We performed staining for Caspase3a to determine whether the reduction in ARC POMC neurons was associated with apoptosis. Results shown in Figure 4P–R reveal increases in Caspase3a-positive cells (overlapping with RosaYFP-positive cells) in the ARC of 1- to 2-week-old Pomc-Cre;RosaYFP;Rb1lox/lox mice. Since Caspase3a-positive cells were not detected in P0 Pomc-Cre;RosaYFP;Rb1lox/lox mice, neuron apoptosis at 1 week of age was associated with the abnormal and blunted cell-cycle re-entry. We conclude from these experiments that Rb1 is required for maintaining ARC POMC neurons postmitotic postnatally. However, cell-cycle re-entry of Rb1-deficient POMC neurons does not lead to neuron proliferation but to cell-cycle block in G2/M and apoptosis.
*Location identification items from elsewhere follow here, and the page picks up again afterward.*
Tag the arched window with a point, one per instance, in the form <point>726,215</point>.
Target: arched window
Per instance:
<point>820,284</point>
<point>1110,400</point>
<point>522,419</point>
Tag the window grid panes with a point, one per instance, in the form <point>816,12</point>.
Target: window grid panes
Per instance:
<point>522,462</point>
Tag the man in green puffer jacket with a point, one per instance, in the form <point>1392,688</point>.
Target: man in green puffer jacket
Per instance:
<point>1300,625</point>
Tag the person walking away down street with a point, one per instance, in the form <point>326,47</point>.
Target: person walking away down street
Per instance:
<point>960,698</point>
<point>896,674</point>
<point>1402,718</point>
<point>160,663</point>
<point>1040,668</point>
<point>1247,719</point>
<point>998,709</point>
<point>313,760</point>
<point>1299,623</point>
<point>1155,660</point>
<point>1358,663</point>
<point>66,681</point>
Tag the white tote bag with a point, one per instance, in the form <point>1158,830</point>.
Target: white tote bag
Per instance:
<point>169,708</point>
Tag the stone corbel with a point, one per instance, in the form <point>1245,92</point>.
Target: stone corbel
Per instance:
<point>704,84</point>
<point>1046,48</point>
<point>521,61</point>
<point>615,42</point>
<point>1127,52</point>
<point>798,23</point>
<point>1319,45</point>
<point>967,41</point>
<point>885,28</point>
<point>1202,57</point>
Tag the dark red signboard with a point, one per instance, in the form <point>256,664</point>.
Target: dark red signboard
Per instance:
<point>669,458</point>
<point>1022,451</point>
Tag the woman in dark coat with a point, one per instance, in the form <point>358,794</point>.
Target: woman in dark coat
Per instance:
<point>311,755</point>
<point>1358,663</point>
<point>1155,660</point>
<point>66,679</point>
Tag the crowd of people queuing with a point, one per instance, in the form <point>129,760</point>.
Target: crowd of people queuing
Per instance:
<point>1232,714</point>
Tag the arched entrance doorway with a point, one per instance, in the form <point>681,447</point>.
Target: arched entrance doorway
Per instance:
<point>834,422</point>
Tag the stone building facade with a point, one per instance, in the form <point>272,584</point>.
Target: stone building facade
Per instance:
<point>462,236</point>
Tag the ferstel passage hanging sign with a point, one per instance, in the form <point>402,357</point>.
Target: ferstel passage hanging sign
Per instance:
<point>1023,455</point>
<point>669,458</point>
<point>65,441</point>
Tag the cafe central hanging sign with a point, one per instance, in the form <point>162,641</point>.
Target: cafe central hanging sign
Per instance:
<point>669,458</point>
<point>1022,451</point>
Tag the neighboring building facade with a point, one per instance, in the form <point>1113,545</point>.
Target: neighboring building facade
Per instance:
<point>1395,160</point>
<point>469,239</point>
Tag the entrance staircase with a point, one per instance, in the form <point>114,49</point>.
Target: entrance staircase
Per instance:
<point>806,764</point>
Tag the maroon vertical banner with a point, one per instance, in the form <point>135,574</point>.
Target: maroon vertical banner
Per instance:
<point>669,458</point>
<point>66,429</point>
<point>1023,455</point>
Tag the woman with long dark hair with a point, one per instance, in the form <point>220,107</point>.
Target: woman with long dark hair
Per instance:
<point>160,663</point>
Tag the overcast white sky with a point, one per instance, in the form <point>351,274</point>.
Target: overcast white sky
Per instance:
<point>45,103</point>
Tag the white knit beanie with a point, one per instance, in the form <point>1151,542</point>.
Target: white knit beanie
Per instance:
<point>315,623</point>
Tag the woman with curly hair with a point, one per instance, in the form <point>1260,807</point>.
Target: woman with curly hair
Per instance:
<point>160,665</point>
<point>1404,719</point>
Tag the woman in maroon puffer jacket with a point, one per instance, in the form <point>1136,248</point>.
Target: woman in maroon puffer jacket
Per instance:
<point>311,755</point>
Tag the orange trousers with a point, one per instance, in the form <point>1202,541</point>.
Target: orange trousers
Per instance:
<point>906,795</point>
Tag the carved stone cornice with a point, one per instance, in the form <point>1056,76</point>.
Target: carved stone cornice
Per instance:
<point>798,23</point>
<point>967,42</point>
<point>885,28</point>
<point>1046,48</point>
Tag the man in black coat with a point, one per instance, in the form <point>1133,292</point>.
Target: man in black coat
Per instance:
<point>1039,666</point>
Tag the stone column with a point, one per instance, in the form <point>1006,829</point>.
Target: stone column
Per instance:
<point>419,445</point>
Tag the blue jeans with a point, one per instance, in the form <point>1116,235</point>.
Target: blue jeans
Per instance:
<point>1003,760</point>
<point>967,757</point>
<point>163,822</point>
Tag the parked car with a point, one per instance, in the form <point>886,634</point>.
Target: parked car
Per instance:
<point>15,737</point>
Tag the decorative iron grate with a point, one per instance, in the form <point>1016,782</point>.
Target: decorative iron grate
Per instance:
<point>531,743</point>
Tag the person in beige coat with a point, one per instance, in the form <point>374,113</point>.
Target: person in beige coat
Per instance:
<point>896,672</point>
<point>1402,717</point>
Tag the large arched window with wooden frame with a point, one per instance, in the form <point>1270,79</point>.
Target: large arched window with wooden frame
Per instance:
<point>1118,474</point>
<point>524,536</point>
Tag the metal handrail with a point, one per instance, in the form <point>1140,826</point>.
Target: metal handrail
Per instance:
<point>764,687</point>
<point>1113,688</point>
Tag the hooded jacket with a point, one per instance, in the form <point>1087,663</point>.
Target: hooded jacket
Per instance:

Repression of E2F1 is a major function of pRb in POMC neurons

A large number of pRb targets have been identified. When a pRb target is physiologically relevant, its deregulation following Rb1 loss would be responsible for the defects caused by Rb1 deletion. Here, we investigated whether deregulation of the two best-established Rb1 targets, pRb-E2F and pRb-Skp2-p27, are the underlying mechanisms for POMC neuron defects. We introduced the p27T187A knockin mutation (p27T187A/T187A) or deleted one allele of Skp2 (Skp2+/−) in Pomc-Cre;Rb1lox/lox mice and found that pituitary tumorigenesis was blocked as expected (Supplementary Figure S4Ba and Ca, compared with Aabc). The pituitary IL was mostly ablated in Pomc-Cre;Rb1lox/lox;p27T187A/T187A mice, but was mostly retained at the WT sizes in Pomc-Cre;Rb1lox/lox;Skp2+/− mice. In both cases, the POMC neuron losses (Supplementary Figure S4Bbc, D, Cbc and G) and obesity phenotypes (Supplementary Figure S4E, F, H, and I) were not corrected. These findings indicate that Skp2 deregulation was not the mechanism for, and pituitary tumours was not the cause of, obesity of Pomc-Cre;Rb1lox/lox mice.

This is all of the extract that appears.